4. Mesh placement 05'30''
I think we have dissected enough space to put and fix a 10 by 15cm mesh. The mesh is gently folded lengthwise to decrease thickness and put into the optical port past the valve to avoid damaging the inner coating of the mesh. The telescope is used to push it further into the abdominal cavity at the desired location. The mesh is placed free of wrinkles covering all 3 hernia defects and fixed the Cooper’s ligament midline and laterally. I’m sure you might be thinking that how in the world am I going to be able to close this defect after putting the mesh in? Well, exactly my thoughts too. I think at this stage we need to think outside the box and improvise. We decide to use an intra mesh, which is a bi-layer mesh coated on the inside of the polypropylene mesh with a layer of PTFE. This mesh is recommended for intraperitoneal use for the repair of incisional hernias in order to decrease the chances of adhesion formation.

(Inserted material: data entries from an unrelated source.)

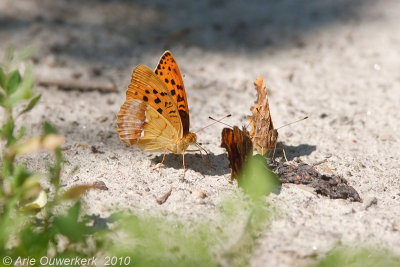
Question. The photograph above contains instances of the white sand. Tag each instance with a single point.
(335, 61)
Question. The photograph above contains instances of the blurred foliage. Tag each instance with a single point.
(30, 225)
(358, 257)
(34, 223)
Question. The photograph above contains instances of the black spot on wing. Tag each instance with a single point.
(180, 98)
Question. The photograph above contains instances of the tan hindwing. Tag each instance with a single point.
(130, 121)
(158, 133)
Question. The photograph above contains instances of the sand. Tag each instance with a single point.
(336, 61)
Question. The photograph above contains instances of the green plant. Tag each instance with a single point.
(33, 225)
(358, 257)
(29, 223)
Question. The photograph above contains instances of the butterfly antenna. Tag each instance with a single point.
(306, 117)
(201, 129)
(199, 146)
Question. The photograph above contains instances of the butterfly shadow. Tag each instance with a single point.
(294, 151)
(193, 161)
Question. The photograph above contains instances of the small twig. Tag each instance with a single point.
(73, 84)
(164, 198)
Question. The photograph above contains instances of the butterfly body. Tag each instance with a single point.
(238, 145)
(263, 134)
(155, 115)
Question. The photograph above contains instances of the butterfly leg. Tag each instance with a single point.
(284, 154)
(160, 164)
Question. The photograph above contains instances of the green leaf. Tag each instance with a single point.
(24, 54)
(20, 175)
(257, 179)
(7, 131)
(31, 104)
(1, 98)
(24, 90)
(13, 80)
(48, 128)
(2, 79)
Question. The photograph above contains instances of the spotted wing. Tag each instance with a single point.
(149, 111)
(168, 72)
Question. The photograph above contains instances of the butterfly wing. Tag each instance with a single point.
(149, 117)
(238, 145)
(263, 134)
(168, 72)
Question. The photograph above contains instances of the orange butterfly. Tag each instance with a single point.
(155, 115)
(263, 134)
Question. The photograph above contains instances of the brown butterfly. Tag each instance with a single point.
(238, 145)
(155, 115)
(263, 134)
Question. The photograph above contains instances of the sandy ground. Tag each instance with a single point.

This mesh is 5 times costlier, yet I think useful to use in this particular circumstance to give the best chance to the patient to heal in the best possible way, that is to avoid adhesion formation, which no doubt would add to his future morbidity. Although this mesh is going to attract least amount of adhesions, yet I thought that I must try and cover as much of the mesh as possible, especially the edges so that they are not raised, thereby attracting the bowel to come in between the mesh and the abdominal wall. Therefore, we tried our best to cover as much of the mesh with the peritoneum as possible. The task seemed near impossible in the beginning due to flimsy and battered peritoneum. Nevertheless, the peritoneal sac usually comes in handy in these cases to cover the defect. You can clearly appreciate the proximity of the caecum. In the end, only a small area of 1 to 2cm remains uncovered. Controlled deflation of the pneumoperitoneum should help the caecum cover the remaining small hole in the peritoneum, which we hope should soon reperitonealize. You have all noticed that the appendix was held in forceps a couple of times. I was mindful that was only held extremely gently lest it may become the cause for postoperative appendicitis. I was relieved to discover that the patient could go home the day after the surgery without any symptoms or complications.